In 1803, France sold the Louisiana Territory to the United States for $15 million. This land deal doubled the size of the United States and allowed farmers to use the Mississippi River as a highway to transport their crops to markets.

To explore the vast new territory, President Jefferson sent the Corps of Discovery, led by explorers Meriwether Lewis and William Clark, to travel to the Pacific Ocean and investigate the people and land along the way. Lewis and Clark left St. Louis in the spring of 1804 and returned in September 1806.

Lewis and Clark made several maps that would aid later American explorers. In addition, the Corps made peaceful contact with and learned about many Native American nations. They also collected valuable information about western plants and animal life.

2. President Madison

Great Britain

James Madison became president in 1809 during troubling times. Britain and France had gone to war in 1803, and each country was also attacking American ships. To make matters worse, Britain was stopping American ships and kidnapping or impressing American sailors and forcing them to serve on British ships.

Then in the west in and around Indiana Territory, fighting started between Native Americans and American settlers. It was discovered that Britain had been giving weapons to the Native Americans. Outraged, President Madison asked Congress for and got a declaration of war against Britain.

War of 1812

Both sides were unprepared for war. Britain was already fighting France in Europe and the United States had almost no army. Both sides won battles and suffered defeats.
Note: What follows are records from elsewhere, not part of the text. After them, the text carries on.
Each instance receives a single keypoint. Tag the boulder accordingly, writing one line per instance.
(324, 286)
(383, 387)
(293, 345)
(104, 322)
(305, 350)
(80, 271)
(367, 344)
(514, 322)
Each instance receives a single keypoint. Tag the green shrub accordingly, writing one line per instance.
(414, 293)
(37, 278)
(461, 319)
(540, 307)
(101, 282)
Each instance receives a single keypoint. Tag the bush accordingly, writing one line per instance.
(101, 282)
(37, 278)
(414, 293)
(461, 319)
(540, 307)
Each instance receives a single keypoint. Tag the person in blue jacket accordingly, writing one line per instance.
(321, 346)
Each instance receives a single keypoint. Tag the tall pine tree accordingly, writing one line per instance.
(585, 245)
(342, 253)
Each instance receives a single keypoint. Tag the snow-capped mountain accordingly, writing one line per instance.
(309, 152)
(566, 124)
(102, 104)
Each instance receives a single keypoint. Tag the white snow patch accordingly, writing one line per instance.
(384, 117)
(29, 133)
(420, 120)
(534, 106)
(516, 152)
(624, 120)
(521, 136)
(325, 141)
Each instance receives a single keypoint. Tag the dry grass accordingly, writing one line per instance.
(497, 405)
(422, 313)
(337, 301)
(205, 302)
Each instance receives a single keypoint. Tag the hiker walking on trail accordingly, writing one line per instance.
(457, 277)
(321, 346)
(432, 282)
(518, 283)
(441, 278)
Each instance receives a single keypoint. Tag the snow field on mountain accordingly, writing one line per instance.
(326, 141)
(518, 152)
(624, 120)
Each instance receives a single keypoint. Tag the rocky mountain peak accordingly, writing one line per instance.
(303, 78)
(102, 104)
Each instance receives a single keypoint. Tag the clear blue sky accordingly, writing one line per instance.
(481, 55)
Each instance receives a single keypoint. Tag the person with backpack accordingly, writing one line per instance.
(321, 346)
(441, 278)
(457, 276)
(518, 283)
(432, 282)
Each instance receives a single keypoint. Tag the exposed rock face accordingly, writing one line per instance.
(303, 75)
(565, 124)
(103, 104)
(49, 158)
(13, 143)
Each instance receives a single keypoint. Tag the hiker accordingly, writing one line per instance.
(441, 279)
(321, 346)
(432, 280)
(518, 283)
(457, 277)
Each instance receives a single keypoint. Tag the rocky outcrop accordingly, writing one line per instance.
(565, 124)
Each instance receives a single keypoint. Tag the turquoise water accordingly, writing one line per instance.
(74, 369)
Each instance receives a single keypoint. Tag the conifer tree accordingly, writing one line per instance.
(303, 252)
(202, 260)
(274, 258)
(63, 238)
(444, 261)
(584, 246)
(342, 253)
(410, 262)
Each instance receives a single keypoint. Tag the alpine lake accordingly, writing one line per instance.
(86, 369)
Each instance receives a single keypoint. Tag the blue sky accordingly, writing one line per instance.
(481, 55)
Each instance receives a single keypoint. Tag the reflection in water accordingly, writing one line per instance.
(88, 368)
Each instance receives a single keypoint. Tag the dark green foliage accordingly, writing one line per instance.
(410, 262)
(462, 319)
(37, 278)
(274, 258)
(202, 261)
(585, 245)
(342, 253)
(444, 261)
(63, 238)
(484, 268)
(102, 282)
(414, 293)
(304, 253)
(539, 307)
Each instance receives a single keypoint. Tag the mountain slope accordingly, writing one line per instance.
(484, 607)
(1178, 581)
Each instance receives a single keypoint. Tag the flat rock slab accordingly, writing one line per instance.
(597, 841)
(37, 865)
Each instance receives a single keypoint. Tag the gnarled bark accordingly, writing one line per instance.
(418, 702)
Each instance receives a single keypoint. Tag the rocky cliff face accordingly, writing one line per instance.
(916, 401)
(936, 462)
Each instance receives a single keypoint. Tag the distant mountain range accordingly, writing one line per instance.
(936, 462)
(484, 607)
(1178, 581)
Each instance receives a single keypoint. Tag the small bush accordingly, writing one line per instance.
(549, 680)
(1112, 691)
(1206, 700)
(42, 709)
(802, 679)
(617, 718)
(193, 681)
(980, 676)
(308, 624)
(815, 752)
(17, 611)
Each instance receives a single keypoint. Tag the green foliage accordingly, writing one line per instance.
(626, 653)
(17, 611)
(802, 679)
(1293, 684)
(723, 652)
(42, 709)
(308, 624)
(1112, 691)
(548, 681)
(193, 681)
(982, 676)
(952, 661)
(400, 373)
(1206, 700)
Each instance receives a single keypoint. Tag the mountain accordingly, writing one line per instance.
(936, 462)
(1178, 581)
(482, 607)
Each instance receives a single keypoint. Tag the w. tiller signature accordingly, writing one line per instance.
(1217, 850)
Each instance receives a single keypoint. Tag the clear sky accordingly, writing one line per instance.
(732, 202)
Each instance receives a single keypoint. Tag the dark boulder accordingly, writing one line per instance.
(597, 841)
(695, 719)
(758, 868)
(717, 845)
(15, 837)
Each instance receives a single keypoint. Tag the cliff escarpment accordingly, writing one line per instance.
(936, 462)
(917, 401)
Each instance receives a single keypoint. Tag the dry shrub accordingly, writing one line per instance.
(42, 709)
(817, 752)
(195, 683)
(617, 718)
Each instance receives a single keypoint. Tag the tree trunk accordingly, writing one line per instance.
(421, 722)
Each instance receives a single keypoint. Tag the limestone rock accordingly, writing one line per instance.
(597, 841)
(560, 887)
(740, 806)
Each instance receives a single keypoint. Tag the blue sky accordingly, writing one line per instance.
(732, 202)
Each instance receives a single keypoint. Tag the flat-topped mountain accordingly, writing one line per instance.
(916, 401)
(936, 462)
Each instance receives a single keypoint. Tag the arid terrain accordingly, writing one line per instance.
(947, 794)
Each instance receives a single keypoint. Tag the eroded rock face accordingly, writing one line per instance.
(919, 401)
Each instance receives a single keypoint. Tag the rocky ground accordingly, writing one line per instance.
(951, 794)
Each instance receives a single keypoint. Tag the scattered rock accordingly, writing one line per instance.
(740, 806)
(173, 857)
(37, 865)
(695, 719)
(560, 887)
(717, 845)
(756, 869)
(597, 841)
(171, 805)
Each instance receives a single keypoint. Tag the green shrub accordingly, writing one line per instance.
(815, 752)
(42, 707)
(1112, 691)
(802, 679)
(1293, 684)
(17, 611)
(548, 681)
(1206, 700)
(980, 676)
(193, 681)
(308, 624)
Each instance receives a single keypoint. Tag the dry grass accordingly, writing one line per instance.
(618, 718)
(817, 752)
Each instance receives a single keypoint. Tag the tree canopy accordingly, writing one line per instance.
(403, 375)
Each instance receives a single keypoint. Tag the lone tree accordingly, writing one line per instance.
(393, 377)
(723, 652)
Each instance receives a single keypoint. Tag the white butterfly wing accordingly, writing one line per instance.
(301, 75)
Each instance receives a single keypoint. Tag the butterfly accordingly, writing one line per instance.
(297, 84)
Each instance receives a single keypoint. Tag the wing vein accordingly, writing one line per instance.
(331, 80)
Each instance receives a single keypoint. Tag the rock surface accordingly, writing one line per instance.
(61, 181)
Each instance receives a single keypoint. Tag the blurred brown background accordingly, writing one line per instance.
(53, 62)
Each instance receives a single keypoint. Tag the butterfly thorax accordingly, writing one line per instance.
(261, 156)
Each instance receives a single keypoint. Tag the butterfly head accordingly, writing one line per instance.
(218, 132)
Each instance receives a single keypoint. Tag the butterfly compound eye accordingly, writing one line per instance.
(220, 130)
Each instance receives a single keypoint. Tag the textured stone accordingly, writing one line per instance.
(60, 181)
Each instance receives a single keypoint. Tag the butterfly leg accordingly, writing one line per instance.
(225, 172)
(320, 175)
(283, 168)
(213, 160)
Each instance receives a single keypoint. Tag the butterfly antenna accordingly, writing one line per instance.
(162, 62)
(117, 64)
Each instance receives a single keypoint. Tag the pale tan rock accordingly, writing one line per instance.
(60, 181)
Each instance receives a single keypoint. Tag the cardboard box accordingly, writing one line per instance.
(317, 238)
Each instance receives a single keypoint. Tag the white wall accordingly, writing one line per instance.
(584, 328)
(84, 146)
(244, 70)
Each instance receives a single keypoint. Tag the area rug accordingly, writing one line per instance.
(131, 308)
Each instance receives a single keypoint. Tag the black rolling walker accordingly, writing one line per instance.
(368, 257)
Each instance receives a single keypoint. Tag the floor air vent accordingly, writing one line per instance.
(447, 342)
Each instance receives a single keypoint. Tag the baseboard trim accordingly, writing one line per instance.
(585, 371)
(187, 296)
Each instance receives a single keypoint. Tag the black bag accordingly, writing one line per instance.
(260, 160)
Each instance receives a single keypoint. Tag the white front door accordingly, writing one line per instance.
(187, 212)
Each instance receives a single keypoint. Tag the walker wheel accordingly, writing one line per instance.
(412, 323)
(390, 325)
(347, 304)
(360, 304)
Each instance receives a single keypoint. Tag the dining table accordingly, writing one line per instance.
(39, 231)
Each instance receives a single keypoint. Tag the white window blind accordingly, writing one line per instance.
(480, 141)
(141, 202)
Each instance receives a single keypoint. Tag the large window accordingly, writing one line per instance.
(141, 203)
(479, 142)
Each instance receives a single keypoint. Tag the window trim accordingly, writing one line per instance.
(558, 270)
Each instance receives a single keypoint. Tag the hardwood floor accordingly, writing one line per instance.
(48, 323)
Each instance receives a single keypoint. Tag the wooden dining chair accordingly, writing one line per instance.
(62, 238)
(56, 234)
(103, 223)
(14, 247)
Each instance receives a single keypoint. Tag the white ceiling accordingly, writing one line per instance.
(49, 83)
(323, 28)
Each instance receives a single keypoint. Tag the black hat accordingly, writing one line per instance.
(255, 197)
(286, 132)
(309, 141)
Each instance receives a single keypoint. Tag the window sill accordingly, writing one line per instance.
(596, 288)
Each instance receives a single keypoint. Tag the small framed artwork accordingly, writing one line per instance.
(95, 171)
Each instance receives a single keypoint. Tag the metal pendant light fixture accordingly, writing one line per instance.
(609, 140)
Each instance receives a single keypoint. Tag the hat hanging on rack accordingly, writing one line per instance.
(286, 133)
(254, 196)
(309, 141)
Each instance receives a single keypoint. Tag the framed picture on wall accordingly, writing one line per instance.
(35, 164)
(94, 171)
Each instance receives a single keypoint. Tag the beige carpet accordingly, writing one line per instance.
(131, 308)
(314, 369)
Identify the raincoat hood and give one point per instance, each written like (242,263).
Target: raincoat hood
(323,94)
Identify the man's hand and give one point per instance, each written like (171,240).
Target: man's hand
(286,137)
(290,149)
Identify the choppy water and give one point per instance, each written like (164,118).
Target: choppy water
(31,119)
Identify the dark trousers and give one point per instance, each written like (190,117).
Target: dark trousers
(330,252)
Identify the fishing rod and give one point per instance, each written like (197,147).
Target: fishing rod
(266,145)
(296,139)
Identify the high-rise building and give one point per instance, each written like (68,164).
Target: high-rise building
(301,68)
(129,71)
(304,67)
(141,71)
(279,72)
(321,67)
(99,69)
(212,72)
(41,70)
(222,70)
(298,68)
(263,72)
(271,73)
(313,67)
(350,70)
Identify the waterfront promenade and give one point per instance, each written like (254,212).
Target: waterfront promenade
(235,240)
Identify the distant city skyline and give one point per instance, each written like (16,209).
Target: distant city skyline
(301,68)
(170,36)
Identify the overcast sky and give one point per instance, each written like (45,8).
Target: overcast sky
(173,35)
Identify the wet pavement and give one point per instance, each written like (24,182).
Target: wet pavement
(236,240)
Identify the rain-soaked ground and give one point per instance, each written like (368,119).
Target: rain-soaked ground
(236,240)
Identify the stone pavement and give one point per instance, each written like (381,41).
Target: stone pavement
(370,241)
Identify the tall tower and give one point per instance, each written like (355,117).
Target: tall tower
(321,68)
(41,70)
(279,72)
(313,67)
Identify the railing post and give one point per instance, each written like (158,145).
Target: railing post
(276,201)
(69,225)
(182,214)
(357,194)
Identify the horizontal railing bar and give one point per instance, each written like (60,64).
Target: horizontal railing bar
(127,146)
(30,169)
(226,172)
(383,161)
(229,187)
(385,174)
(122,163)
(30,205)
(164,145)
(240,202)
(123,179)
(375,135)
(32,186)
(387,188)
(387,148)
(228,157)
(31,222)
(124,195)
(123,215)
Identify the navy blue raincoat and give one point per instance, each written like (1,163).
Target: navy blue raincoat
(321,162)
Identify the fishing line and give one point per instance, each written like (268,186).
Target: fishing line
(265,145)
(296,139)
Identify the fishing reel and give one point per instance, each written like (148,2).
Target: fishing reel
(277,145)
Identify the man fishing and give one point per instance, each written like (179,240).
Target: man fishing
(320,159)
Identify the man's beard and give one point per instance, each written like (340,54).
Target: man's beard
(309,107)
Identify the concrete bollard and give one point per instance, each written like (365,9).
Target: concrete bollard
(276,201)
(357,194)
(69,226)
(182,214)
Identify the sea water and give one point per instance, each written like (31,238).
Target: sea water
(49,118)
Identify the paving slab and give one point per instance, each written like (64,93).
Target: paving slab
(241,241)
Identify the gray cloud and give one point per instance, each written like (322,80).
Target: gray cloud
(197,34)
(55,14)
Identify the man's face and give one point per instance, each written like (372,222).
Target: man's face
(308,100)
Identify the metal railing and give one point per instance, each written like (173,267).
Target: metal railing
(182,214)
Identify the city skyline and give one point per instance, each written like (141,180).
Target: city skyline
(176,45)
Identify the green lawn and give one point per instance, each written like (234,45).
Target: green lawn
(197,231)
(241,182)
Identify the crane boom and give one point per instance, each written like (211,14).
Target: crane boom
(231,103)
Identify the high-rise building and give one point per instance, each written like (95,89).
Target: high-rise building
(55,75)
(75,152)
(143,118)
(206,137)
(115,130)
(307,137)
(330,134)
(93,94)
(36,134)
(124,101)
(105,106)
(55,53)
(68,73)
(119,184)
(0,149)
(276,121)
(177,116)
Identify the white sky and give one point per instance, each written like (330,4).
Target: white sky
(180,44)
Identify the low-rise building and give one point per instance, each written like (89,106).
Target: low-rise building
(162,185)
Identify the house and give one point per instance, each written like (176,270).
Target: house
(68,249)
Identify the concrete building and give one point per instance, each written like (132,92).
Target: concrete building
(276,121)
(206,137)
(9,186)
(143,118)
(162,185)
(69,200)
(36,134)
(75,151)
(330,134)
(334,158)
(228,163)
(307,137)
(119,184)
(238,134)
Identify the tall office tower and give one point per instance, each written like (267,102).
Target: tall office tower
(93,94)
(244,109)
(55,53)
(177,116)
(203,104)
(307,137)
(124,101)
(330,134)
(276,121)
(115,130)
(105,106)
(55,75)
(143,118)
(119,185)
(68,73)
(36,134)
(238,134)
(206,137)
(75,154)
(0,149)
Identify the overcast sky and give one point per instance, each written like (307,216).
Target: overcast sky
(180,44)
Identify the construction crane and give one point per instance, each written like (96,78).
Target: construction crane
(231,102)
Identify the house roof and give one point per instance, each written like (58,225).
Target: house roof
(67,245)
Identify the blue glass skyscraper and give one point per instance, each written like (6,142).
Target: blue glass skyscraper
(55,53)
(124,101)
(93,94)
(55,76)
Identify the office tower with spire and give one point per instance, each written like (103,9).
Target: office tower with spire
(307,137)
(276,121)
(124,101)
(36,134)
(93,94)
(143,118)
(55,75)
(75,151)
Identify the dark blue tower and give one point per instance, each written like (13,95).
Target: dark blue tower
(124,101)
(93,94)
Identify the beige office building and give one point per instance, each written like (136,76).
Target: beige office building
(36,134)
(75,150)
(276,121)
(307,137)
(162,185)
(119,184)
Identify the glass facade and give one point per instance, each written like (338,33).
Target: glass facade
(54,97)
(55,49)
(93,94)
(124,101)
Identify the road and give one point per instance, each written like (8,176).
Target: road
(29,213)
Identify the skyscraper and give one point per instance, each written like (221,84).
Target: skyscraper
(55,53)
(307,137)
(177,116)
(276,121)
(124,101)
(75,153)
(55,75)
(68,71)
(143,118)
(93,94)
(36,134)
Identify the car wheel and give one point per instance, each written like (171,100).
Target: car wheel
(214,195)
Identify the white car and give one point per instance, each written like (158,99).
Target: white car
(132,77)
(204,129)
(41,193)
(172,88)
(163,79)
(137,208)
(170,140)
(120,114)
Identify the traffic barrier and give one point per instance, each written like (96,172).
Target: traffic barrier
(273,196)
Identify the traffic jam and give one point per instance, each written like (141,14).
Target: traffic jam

In 1813, U.S. troops invaded Canada and burned down the Parliament building before retreating. Almost a year later, the British invaded Washington D.C. and burned down all the buildings forcing Madison and Congress to flee. Yet, by the end of 1814, neither side was winning the war and both sides became tired of fighting.

Britain and the United States signed a peace treaty on December 24, 1814, in Belgium. Neither side lost or gained territory, and the United States agreed to help Britain end the international slave trade.

Unfortunately, word of the treaty failed to reach America before 8,700 British soldiers marched on New Orleans. Blocking them was 6,500 American soldiers under the command of General Andrew Jackson. It was the biggest battle of the war but only lasted about a half hour. Jackson destroyed British forces while only taking a handful of casualties himself.

The war created a sense of nationalism. People believed the United States was now a real power. The rest of Madison’s presidency was uneventful.